In the 3-year controlled ECHODIAH trial including 507 patients suffering from painful OA of the hip, diacerein was compared with placebo. Structural progression was evaluated radiographically, and defined as the time to a 0.5-mm loss of joint space width. Using a life table approach, progression was significantly less frequent, and average time-to-progression significantly longer, in the diacerein group.

Safety

Tolerability assessments revealed a statistically significant inferiority of diacerein versus placebo. Diacerein is an anthraquinonic derivative; therefore, diarrhea was the most frequent adverse event (from 39% to 42% of patients treated by diacerein). The severity of diarrhea was mild to moderate, occurred within the first 2 weeks of the treatment, and resolved on continuing treatment. In most patients, this did not result in treatment interruption. The second most prevalent side effect is discoloration of the urine, which has no clinical consequences but may interfere with the blinding design in clinical trials. Finally, allergic events affecting the skin (pruritus, rash) are not rare.

Symptomatic Efficacy

The symptomatic efficacy of ASU in hip or knee OA has been evaluated in a meta-analysis of RCTs.
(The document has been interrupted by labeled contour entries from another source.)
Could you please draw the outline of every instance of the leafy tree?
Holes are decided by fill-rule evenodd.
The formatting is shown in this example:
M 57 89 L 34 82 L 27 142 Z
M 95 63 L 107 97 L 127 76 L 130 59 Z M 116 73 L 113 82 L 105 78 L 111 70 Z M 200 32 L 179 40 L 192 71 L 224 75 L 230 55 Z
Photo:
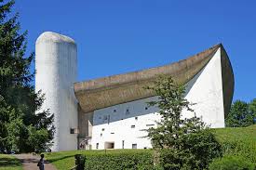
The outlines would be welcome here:
M 162 119 L 157 127 L 147 131 L 153 147 L 160 153 L 164 169 L 204 169 L 213 158 L 222 155 L 221 145 L 195 116 L 191 109 L 193 104 L 184 98 L 184 86 L 176 85 L 171 77 L 160 76 L 145 88 L 158 96 L 149 105 L 159 108 Z M 182 118 L 184 110 L 193 116 Z
M 12 15 L 15 2 L 0 3 L 0 151 L 45 150 L 53 138 L 53 115 L 35 114 L 44 96 L 31 85 L 34 54 L 26 57 L 27 32 L 20 33 L 19 15 Z
M 245 101 L 235 101 L 225 119 L 228 127 L 246 127 L 255 124 L 256 118 L 256 99 L 250 103 Z

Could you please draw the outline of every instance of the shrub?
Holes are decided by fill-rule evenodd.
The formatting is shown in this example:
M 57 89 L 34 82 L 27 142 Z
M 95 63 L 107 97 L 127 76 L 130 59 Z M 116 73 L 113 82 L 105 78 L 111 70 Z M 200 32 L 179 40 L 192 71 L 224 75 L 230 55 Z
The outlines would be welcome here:
M 241 156 L 226 155 L 214 160 L 209 170 L 254 170 L 255 165 Z
M 86 154 L 87 170 L 154 169 L 152 151 Z
M 222 146 L 208 129 L 191 133 L 181 140 L 181 148 L 160 150 L 160 164 L 164 169 L 204 169 L 212 159 L 222 156 Z

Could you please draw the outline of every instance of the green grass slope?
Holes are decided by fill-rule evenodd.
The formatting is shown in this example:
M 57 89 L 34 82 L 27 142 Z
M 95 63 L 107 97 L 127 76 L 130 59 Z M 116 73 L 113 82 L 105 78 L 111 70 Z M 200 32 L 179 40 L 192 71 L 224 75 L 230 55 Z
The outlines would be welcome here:
M 222 143 L 224 155 L 242 156 L 256 163 L 256 124 L 212 131 Z
M 222 143 L 224 155 L 239 155 L 256 163 L 256 125 L 237 128 L 212 129 L 218 140 Z M 107 153 L 140 153 L 151 150 L 107 150 Z M 58 169 L 70 169 L 74 165 L 74 155 L 104 154 L 105 150 L 73 150 L 46 153 L 46 159 Z M 1 170 L 1 169 L 0 169 Z
M 22 170 L 22 164 L 13 155 L 0 154 L 0 170 Z

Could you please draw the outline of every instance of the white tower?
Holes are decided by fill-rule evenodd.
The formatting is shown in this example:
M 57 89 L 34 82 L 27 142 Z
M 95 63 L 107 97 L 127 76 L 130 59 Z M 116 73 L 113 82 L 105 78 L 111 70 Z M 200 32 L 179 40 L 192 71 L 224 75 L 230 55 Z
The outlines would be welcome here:
M 77 74 L 76 45 L 67 36 L 43 33 L 35 45 L 35 90 L 46 100 L 42 110 L 54 113 L 53 151 L 77 149 L 77 101 L 74 83 Z

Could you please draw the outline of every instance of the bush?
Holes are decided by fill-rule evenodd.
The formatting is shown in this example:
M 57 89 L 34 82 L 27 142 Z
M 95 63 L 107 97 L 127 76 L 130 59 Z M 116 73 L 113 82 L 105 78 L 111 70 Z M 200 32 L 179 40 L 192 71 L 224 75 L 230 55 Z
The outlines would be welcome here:
M 160 150 L 164 169 L 205 169 L 214 158 L 222 156 L 222 146 L 208 129 L 184 136 L 181 143 L 180 149 Z
M 214 160 L 209 170 L 254 170 L 255 165 L 241 156 L 226 155 Z
M 154 169 L 154 156 L 151 150 L 108 152 L 86 154 L 86 168 L 88 170 L 119 170 L 119 169 Z

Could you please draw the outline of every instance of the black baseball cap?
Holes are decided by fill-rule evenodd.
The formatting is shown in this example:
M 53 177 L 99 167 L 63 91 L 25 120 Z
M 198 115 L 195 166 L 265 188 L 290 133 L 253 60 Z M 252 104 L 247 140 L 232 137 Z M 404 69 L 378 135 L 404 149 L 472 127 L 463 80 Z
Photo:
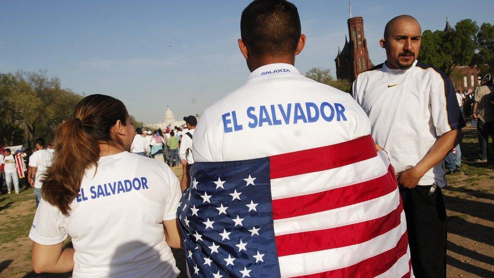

The average trial duration was 6 months. Both pain reduction and the Lequesne index favored ASU (effect size 0.39; 95% CI, 0.01–0.76; P = 0.04, and 0.45; 95% CI, 0.21–0.70; P = 0.0003, respectively), but results were heterogeneous between trials. The number of responders following ASU compared with placebo (OR, 2.19; P = 0.007) corresponded to a number needed to treat 6 (4–21) patients. Meta-analysis data support better chances of success in patients with knee OA than in those with hip OA.

Structural Efficacy

One randomized, double-blind, placebo-controlled pilot trial failed to demonstrate a structural effect of ASU in 108 patients suffering from hip OA (Kellgren-Lawrence grade 1 to 3). However, in a post hoc analysis, ASU significantly reduced the progression of joint space loss as compared with placebo in the subgroup of patients with advanced joint space narrowing, suggesting that ASU could have a structural effect. Confirmation in a larger placebo-controlled study is required.

Safety

ASU is generally well tolerated. Occasional regurgitations with unpleasant taste can be avoided by taking the pill in the middle of a meal. Allergic reactions are rare. Hepatic disorders can occur but remain exceptional.